ドラゴンナイトズの五人の中にもう一人いた。長い黒髪の竜人族の少女、ドラゴンナイトズの六人目のミネマだ。魔法の威力と効果を上げる竜装、魔竜のグローブの使い手だ。
「そなた達は意外と酒に弱いのぉ」
「光族でも弱いものは弱いわよ。そう言えばあんた、今年は参加しないの?」
「今年はよい。去年調子に乗りすぎてしまったからな」
ドラゴンナイトズは去年、竜装の力で順調に勝ち進んでいたため鼻を伸ばしていたんだが、俺等に負けて鼻が折れて、心身共に鍛え直したらしい。

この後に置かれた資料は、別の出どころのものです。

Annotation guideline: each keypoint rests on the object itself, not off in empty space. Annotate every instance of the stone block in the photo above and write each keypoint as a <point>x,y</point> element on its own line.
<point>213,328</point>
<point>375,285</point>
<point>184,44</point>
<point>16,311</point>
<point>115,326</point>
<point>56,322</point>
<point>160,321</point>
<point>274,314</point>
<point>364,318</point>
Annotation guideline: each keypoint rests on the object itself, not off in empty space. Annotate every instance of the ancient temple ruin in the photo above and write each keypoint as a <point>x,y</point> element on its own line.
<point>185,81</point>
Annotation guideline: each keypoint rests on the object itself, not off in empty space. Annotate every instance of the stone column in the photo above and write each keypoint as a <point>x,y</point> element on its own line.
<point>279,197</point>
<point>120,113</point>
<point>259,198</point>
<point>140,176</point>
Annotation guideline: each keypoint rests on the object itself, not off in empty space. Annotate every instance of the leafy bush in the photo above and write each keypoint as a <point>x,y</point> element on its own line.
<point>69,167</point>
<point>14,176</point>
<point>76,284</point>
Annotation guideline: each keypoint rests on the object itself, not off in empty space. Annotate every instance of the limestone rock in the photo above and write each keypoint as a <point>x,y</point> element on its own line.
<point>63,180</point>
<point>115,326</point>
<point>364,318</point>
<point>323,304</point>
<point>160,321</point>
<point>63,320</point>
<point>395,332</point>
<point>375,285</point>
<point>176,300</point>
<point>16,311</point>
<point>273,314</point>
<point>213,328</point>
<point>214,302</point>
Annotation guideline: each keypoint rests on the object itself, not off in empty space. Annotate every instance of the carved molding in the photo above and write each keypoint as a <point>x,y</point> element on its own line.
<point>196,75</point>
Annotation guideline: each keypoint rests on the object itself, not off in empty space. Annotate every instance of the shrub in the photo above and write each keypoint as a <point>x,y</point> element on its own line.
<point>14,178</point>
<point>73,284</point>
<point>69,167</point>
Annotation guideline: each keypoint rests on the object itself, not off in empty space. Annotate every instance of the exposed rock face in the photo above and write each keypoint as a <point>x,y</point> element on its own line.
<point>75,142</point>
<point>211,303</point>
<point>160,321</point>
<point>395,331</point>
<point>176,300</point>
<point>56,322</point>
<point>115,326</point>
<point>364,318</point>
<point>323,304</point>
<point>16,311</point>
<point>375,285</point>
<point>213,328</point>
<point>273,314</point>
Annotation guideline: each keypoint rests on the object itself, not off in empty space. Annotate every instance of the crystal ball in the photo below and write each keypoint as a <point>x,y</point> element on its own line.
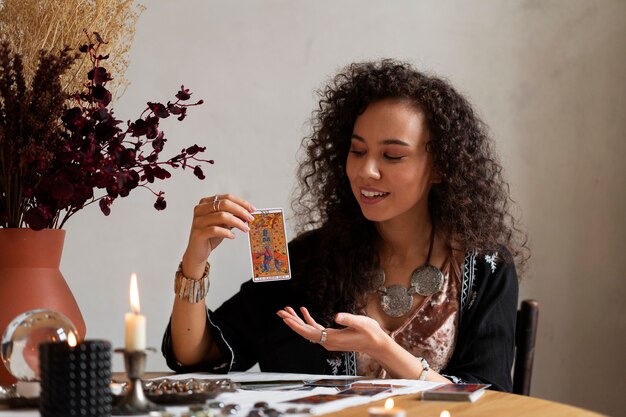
<point>22,337</point>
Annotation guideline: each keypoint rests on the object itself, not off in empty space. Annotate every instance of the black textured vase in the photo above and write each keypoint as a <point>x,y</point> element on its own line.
<point>75,380</point>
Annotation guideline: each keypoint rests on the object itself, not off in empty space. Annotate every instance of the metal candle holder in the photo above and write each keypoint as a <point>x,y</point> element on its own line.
<point>135,401</point>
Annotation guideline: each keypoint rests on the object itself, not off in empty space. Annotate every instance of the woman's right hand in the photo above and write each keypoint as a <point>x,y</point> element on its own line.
<point>213,219</point>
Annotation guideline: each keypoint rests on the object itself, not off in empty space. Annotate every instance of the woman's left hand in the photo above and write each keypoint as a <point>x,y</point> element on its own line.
<point>361,333</point>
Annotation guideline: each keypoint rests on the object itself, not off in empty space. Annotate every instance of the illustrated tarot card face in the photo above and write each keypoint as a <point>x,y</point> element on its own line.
<point>268,246</point>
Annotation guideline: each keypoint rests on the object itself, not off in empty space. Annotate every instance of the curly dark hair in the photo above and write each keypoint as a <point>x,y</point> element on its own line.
<point>470,207</point>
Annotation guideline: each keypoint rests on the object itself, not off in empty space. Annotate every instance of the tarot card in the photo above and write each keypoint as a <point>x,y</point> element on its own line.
<point>333,383</point>
<point>365,389</point>
<point>268,246</point>
<point>317,399</point>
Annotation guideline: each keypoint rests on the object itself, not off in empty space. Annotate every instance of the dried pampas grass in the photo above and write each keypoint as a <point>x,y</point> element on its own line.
<point>32,25</point>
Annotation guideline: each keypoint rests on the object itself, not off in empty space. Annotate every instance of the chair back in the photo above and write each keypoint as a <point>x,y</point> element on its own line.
<point>525,336</point>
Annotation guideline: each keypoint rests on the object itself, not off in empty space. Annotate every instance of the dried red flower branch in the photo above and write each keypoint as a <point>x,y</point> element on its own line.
<point>55,157</point>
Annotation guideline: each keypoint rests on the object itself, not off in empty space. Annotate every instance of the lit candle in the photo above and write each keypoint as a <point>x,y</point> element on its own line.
<point>135,322</point>
<point>387,411</point>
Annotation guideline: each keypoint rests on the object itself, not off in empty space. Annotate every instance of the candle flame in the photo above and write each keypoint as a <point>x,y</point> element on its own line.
<point>71,339</point>
<point>389,404</point>
<point>134,294</point>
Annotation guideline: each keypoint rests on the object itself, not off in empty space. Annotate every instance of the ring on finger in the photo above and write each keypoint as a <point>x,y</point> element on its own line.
<point>323,337</point>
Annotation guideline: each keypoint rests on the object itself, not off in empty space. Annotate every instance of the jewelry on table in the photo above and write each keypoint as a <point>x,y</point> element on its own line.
<point>396,300</point>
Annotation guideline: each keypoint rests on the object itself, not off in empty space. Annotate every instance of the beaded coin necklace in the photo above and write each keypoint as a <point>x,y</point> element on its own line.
<point>396,300</point>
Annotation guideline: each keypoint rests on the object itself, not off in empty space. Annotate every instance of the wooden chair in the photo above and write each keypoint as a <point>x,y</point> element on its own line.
<point>525,336</point>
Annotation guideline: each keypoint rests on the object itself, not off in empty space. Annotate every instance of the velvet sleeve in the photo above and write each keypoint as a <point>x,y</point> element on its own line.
<point>486,340</point>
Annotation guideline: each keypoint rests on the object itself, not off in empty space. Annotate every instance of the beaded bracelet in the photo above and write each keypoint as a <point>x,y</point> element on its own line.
<point>192,290</point>
<point>425,369</point>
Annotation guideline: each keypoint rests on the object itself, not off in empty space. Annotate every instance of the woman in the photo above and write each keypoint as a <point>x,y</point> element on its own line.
<point>404,266</point>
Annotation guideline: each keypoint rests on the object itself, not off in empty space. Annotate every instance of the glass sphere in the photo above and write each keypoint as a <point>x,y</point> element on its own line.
<point>22,337</point>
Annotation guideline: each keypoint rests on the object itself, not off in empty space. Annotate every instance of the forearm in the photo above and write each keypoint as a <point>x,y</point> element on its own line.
<point>191,336</point>
<point>399,363</point>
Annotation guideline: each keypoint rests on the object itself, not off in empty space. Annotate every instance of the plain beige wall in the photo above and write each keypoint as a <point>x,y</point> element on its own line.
<point>547,76</point>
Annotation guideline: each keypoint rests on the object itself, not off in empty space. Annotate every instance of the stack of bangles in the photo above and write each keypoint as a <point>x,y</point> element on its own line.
<point>189,289</point>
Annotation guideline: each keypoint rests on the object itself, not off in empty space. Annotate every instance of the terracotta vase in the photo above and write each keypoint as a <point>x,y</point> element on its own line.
<point>30,278</point>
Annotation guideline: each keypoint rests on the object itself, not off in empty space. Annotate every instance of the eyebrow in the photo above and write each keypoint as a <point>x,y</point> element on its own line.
<point>390,141</point>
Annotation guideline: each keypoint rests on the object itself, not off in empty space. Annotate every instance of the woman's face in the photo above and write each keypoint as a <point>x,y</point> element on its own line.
<point>389,170</point>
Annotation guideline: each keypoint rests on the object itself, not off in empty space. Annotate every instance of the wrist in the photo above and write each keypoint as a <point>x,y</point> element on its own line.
<point>193,267</point>
<point>190,289</point>
<point>382,348</point>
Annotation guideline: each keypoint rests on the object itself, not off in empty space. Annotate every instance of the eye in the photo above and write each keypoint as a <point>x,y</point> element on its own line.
<point>357,152</point>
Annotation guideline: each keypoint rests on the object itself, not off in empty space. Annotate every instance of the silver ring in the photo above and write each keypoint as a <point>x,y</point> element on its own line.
<point>323,337</point>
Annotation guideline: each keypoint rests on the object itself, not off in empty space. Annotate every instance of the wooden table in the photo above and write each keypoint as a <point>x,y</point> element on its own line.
<point>491,404</point>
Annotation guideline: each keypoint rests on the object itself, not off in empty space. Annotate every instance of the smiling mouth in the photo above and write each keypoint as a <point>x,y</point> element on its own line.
<point>373,194</point>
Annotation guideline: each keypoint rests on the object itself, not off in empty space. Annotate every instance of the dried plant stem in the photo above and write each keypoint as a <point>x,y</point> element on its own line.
<point>32,25</point>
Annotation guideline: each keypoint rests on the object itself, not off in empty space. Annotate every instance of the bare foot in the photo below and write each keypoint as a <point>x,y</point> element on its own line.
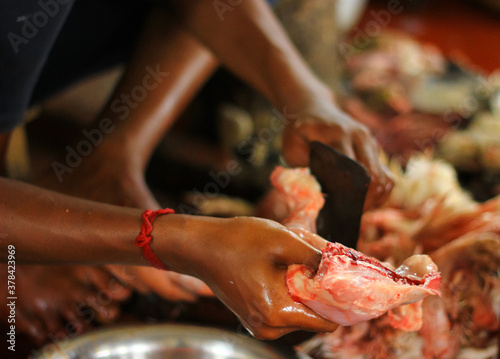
<point>55,300</point>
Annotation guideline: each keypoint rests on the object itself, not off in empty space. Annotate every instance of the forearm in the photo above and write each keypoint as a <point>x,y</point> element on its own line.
<point>184,65</point>
<point>250,41</point>
<point>50,228</point>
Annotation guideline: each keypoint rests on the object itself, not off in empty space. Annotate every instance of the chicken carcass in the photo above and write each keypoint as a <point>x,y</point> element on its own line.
<point>348,287</point>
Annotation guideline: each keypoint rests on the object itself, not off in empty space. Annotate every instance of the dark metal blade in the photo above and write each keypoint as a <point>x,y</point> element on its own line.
<point>345,183</point>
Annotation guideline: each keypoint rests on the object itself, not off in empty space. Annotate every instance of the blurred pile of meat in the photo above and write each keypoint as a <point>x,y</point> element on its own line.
<point>413,100</point>
<point>428,212</point>
<point>439,121</point>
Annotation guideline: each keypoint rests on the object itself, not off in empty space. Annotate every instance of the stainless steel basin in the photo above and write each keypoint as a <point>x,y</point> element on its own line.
<point>160,342</point>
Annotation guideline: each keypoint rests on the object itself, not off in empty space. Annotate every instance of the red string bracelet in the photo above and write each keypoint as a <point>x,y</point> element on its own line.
<point>144,238</point>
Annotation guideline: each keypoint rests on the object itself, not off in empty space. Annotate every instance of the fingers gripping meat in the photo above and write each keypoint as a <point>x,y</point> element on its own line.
<point>348,287</point>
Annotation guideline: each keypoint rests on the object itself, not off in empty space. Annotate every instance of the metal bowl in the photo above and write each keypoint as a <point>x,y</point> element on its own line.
<point>160,342</point>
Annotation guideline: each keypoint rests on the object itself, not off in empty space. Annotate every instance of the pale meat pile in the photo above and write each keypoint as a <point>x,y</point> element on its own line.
<point>428,213</point>
<point>349,287</point>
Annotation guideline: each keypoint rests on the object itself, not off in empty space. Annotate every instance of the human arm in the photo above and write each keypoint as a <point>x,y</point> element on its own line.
<point>243,260</point>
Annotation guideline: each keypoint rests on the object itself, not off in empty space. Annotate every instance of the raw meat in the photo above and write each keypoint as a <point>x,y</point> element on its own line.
<point>427,210</point>
<point>348,287</point>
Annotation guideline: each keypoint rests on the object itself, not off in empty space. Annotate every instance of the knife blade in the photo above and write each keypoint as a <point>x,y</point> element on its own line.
<point>345,184</point>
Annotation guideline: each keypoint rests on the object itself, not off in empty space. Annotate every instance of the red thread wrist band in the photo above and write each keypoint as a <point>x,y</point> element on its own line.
<point>144,238</point>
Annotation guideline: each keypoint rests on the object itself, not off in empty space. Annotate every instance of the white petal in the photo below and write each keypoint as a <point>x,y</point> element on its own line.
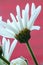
<point>32,9</point>
<point>9,26</point>
<point>2,23</point>
<point>33,17</point>
<point>13,45</point>
<point>35,28</point>
<point>26,16</point>
<point>18,61</point>
<point>6,33</point>
<point>6,53</point>
<point>0,18</point>
<point>3,44</point>
<point>14,21</point>
<point>19,17</point>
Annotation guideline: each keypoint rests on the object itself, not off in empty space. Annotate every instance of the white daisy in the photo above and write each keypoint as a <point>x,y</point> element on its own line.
<point>20,28</point>
<point>7,49</point>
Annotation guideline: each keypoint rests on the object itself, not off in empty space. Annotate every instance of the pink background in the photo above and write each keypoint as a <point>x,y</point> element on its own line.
<point>36,41</point>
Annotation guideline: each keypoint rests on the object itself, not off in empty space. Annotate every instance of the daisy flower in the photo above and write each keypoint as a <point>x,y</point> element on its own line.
<point>20,27</point>
<point>6,50</point>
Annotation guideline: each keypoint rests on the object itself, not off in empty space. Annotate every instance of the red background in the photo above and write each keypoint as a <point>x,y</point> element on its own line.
<point>36,41</point>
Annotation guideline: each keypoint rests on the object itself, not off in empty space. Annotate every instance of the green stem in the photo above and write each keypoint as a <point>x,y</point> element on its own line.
<point>28,45</point>
<point>5,60</point>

「今日の試合、結果は引き分けだったけど俺達の方がボロボロだから正直満足はいかねぇ。だから次こそ満足いく結果にして見せるぜ」
「そうか、そりゃあ楽しみだな」
俺は立ち上がってそう言うと、明後日の最終日が更に楽しみになってきた。
「会いたかったぜ」
突然聞こえたその囁きに、俺は背筋が凍った。
急に聞こえたからではなく、なんだか……とても嫌な気配を感じたから。
俺はその囁きが聞こえた後ろを振り向くと、黒ずくめの男が俺の後ろを通り過ぎていた。
「おい待て」
俺が声を掛けると、男は足を止めた。
ドラゴンナイトズはどうしたのかと困惑していたが、エスティー達は男の嫌な気配を感じたのか険しい顔になっていた。
「お前、何者だ」
俺が問いかけると、男は振り向き様に俺に向かって手から紫色の光弾を放った。
「うおっ!?」
俺は手に光素を集中させて光弾を弾いた。
「っ!?」
俺は光弾を弾いて痺れた右手を見る。
(今の光弾……)
「何だお前!?」
スインがそう叫ぶと、俺は周囲から気配を感じた。俺達の周りに黒い服を着た人間達が囲んでいた。
男が指を鳴らすと、なんと人間達が肌の色が違ったり虫や獣っぽい顔になった。
「こいつ等、異世界人か!」
「やれ」
男の合図で、異世界人達は俺達に一斉に襲い掛かった。
幸い、この異世界人達は大したことが無く、負傷しているスインとログラスでも十分に対応出来た。問題は……。
俺はあの男の方を見ると、なんと一瞬で俺の目の前まで近づき、俺を殴り飛ばした。
「ぐはっ!!」
反応が遅れて防御できなかった俺はまともに攻撃を受けて建物の壁に激突する。
「「はあぁぁぁぁぁぁ!!」」
ガネンとクラカが男の後ろに回り込み、後頭部を蹴ろうとすると、男はしゃがんで避け、逆に二人の頭を掴み地面に叩きつけた。
「「ぐあぁぁぁぁぁぁ!!」」
ガネンとクラカが地面に顔をめり込まされると、男の腕にアスレルが鞭を巻きつけた。
すると男は巻きつけられたまま腕をアスレルごと振り回して背中から街灯に激突した。
「がはっ!!」
「こんのっ!!」
エスティーは双剣を男に向かって振り下ろすと、男は下がって躱しエスティーに向かって蹴りを繰り出した。
エスティーは腕で防御するが、その際ビキッと鳴った。
「うっ!」
エスティーは距離を取って右腕を押さえる。
「うおぉぉぉぉぉぉぉ!!」
俺は男に向かって渾身の拳を放つ。
右腕で防御されてしまうが、それでも大きく後退させた。
「エスティー、腕は?」
「ちょっと骨をやられたが平気だ」
俺等五人を相手に……何者だ本当に。
男はまだ余裕そうな表情で笑うと、突如人型の機械に入った異世界人が男の横に現れた。
「はいはい、そこまでにして下さい」
現れた異世界人に俺は目を細める。
「あれは、ブレン人」
「ご存知でしたか。光栄ですよ、光族」
「ブレン人?」
スインの問いに、エスティーが答えた。
「とても頭脳が高い種族だ。その分肉体が弱いがな」
「テメー等、仲間か?」
「仲間、というよりこの人は私の上司ですよ」
ブレン人は男に耳打ちをする。
「『例の物』を発見致しました。しかし封印が強いため難航しています」
「そうか……俺が行く」
耳打ちが終わると、男は俺達の方を見た。
「今回はここまでだ。また近いうちに会うだろう」
「おい、待て……!!」
止めようとするも、間に合わず二人は姿を消した。